Ayuba Wabba, NLC president, said this at the Infrastructural Summit of the 40th Anniversary of the National Union of Civil Engineering Construct, Furniture and Wood Workers on Thursday in Abuja.
The theme of the anniversary is: “Role of Infrastructure in a Developing Economy: A Case Study of Nigeria”.
He said that the importance and centrality of the country’s infrastructural development as a nation could not be overestimated.
He said this had become important as Nigeria had many infrastructural deficits that affect various sector of the national economy.
Wabba said such sectors included the energy, transport, railways, roads, inland waterways, education, housing, agricultural sector and the information communication technology, among others.
According to him, the World Economy Forum states that every dollar spends on infrastructure has a potential to generate between five to 10 per cent of economic growth and therefore this is very central and key.
He said: “This potential is important as it has been estimated that Nigeria needs at least three trillion US dollars in the next 26 years to bridge the infrastructural gap in the country.

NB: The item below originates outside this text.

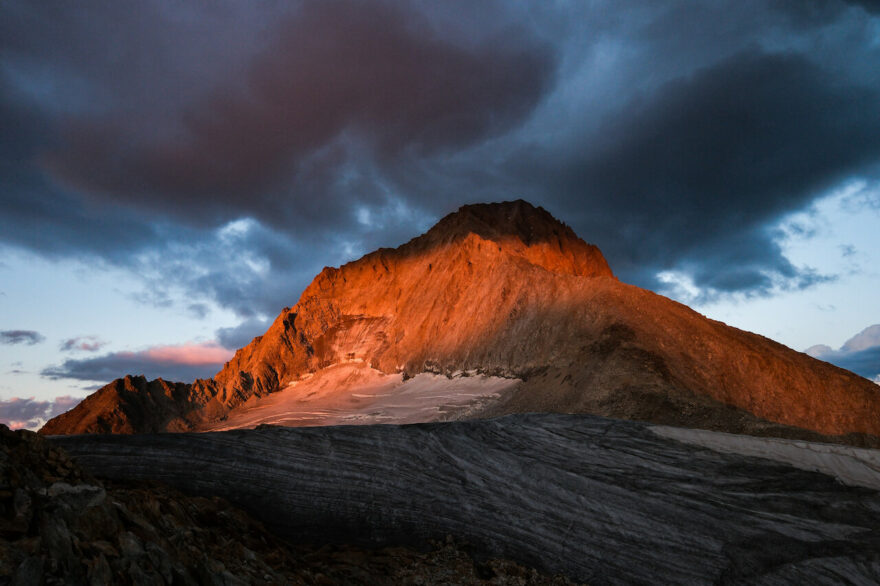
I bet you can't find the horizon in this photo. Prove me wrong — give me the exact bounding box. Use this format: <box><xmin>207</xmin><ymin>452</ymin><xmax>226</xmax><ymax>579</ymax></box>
<box><xmin>0</xmin><ymin>0</ymin><xmax>880</xmax><ymax>428</ymax></box>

“As this will transform our vast potentials into concrete social economy tangibles and this will also require about 100 billion dollars capital investment annually.”
He said that it was, however, regrettable that Nigeria had not been able to attain its potentials as it concerns provision of infrastructure in the country.

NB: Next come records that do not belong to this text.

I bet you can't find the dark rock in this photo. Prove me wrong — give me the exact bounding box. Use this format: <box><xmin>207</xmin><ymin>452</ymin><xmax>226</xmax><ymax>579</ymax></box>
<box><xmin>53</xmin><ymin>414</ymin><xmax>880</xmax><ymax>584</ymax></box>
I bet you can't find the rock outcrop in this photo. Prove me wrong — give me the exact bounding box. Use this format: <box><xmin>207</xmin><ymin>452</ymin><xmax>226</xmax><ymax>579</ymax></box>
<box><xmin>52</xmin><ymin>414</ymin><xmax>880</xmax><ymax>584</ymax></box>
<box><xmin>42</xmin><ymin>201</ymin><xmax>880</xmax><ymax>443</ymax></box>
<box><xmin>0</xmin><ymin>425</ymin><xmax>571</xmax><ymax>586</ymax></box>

He said for instance if you look at our population of close to 200 million and we were still struggling to keep our electricity generation at less than 4000 megawatts, while South Africa was at 55million megawatt.

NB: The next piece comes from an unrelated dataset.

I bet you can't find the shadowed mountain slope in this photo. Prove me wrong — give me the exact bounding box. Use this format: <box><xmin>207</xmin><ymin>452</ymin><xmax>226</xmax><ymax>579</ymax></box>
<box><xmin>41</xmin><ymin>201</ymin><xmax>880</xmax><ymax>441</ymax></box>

He said: “No doubt, that is why our industries cannot operate at full potential and there is no way we can address the challenging issue of unemployment in the country.
“So, infrastructure is the key to addressing multifaceted development, from the issues of poverty, unemployment and insecurity.
“Therefore, your union is very central and that I am very delighted that you chose this theme to look at infrastructural development in our country and how to work the talk.”
Amechi Asugwuni, National President of the Union, said for the Nigerian economy to thrive sufficiently, there was a need for critical infrastructure.
Also, Prof. Stephen Ocheni, Minister of State, Labour and Employment, said that the theme for the summit was apt as current policies of the present administration were gear towards the infrastructural deficits in the country.
Ocheni noted that infrastructure was the key to national development as it would address the issue of unemployment, security, among others.
He said: “The lack of infrastructural development in the country was due to inappropriate policies and lack of continuity by the past administration.
“I want to assure you that the present administration attaches great importance to capital projects and is determined to continue with viable projects and so we are vigorously pursuing it.”
The minister, however, commended the union for its existence in the last 40 years and called on members to ensure that they contribute to infrastructural development in the country.
Amaechi Asugwun, National President of the union, for the Nigerian economy to strive sufficiently there was a need for crucial infrastructure.
He said such infrastructure should not only be limited to efficient transportation system.
He said there was a need for the government to promote agricultural produce and other locally made goods that would boost the GDP.
According to him, Nigerians has continuously expressed dissatisfaction over the erratic energy distribution, health care, education and housing, among others.
Asugwun added: “Hence, there is a need for government to improve on basic infrastructure to meet the gigantic desires of our growing economy.”